The Armed Forces Judicial Organization of Hamadan confirmed the two deaths and announced that a formal investigation had been launched. The authorities did not disclose the names or ranks of the officers involved. Independent sources reported that the unit responsible belonged to the Basij paramilitary force, which has been accused of past incidents of excessive force against civilians.

== Funeral and protests ==
The funerals of Mehdi Abaei and Alireza Karbasi, held on 3 July 2025 in Hamadan, became large-scale anti-government demonstrations. Mourners chanted slogans such as “Death to the oppressor,” “We will die but not be humiliated,” and “They killed my brother, I will kill those who did it.” Footage shared by Iran International and other outlets showed emotional crowds singing the patriotic anthem “Ey Iran”, a song associated with resistance movements and anti-regime protests in Iran.

Eyewitnesses described mourners as being in grief but also defying the authorities, with some protesters openly blaming the Islamic Republic and the Basij for the killings. In a widely circulated video one woman was filmed shouting "They lied to us... our enemies are right here!”. Another protester was heard saying, “This is not justice, this is murder.”
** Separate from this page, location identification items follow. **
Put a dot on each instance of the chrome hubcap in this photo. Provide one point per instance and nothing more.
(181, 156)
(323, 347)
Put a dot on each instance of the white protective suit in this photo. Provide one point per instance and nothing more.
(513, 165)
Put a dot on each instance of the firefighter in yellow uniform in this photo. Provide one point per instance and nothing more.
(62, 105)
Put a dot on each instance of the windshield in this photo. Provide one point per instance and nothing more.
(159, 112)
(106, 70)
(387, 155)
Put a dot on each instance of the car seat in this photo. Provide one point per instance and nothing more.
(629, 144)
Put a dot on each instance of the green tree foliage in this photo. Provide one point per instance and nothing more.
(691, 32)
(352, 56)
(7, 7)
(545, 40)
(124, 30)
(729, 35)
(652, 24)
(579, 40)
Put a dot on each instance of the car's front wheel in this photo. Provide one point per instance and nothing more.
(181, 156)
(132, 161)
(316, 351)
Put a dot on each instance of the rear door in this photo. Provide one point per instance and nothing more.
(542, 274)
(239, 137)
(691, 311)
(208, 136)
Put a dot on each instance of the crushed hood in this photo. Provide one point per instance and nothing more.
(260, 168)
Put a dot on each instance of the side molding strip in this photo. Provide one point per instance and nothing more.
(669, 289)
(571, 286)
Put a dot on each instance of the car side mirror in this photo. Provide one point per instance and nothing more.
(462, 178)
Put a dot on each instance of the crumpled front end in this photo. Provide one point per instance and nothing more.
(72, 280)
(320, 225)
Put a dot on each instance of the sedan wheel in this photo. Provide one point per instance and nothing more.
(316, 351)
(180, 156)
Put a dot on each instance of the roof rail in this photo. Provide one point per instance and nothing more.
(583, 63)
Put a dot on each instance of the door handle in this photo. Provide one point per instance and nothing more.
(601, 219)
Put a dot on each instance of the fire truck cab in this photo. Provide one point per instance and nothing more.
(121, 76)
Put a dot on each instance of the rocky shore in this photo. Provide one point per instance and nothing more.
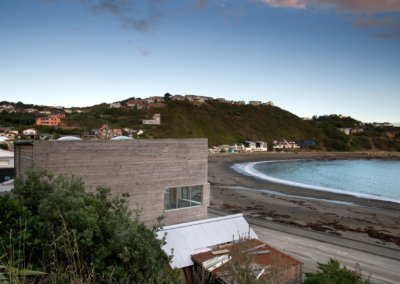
(367, 220)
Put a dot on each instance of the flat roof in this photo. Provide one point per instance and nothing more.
(199, 236)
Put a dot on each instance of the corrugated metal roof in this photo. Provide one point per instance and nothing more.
(194, 237)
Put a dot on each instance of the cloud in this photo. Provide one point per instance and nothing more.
(359, 6)
(387, 27)
(343, 6)
(136, 15)
(382, 16)
(296, 4)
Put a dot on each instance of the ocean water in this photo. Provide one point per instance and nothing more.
(376, 179)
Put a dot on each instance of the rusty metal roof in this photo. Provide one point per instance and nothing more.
(199, 236)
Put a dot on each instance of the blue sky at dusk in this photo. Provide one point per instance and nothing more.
(310, 57)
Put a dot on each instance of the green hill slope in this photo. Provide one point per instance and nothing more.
(222, 123)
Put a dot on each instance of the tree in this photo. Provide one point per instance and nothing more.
(79, 236)
(332, 272)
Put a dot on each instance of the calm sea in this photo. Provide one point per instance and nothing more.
(378, 179)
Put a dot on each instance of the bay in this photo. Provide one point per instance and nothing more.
(376, 179)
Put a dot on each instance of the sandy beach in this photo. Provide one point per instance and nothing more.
(367, 220)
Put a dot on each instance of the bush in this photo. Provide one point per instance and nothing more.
(333, 272)
(78, 236)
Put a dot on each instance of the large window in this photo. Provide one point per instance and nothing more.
(184, 196)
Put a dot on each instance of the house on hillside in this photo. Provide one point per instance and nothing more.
(285, 145)
(162, 176)
(261, 146)
(115, 105)
(6, 165)
(105, 132)
(29, 133)
(255, 103)
(249, 146)
(50, 120)
(155, 121)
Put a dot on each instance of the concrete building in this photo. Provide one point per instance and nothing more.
(6, 165)
(161, 176)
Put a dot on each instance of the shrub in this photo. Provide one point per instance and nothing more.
(79, 236)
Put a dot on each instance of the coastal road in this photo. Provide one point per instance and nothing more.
(310, 251)
(381, 264)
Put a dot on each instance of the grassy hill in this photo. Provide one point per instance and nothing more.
(223, 123)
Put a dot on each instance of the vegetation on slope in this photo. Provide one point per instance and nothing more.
(51, 224)
(224, 123)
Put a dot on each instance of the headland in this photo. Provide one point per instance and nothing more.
(367, 220)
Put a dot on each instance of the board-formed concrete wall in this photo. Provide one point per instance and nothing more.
(142, 168)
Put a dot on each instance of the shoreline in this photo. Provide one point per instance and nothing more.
(369, 220)
(247, 168)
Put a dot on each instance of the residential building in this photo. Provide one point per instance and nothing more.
(29, 133)
(6, 165)
(285, 145)
(105, 132)
(161, 176)
(254, 103)
(155, 121)
(261, 146)
(115, 105)
(177, 98)
(50, 120)
(249, 146)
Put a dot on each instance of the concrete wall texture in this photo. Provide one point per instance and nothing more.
(142, 168)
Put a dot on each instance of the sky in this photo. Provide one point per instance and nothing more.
(310, 57)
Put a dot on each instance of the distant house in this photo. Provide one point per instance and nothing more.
(31, 110)
(115, 105)
(285, 145)
(356, 130)
(255, 103)
(135, 103)
(45, 112)
(154, 99)
(249, 146)
(106, 132)
(130, 103)
(199, 99)
(345, 130)
(261, 146)
(6, 165)
(177, 98)
(155, 121)
(29, 133)
(7, 108)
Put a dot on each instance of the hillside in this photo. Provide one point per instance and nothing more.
(223, 123)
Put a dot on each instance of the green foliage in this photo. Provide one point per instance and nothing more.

The protests in Hamadan were part of a broader wave of public anger in Iran following increased domestic repression. demonstrations were largely localized to Hamadan in the immediate aftermath of the funerals, online calls for nationwide protests began circulating on Persian-language social media channels.

Security forces reportedly maintained a visible presence at the funeral site but refrained from violent dispersal during the ceremony itself. However, several local sources suggested that plainclothes officers recorded attendees and that some individuals were later detained.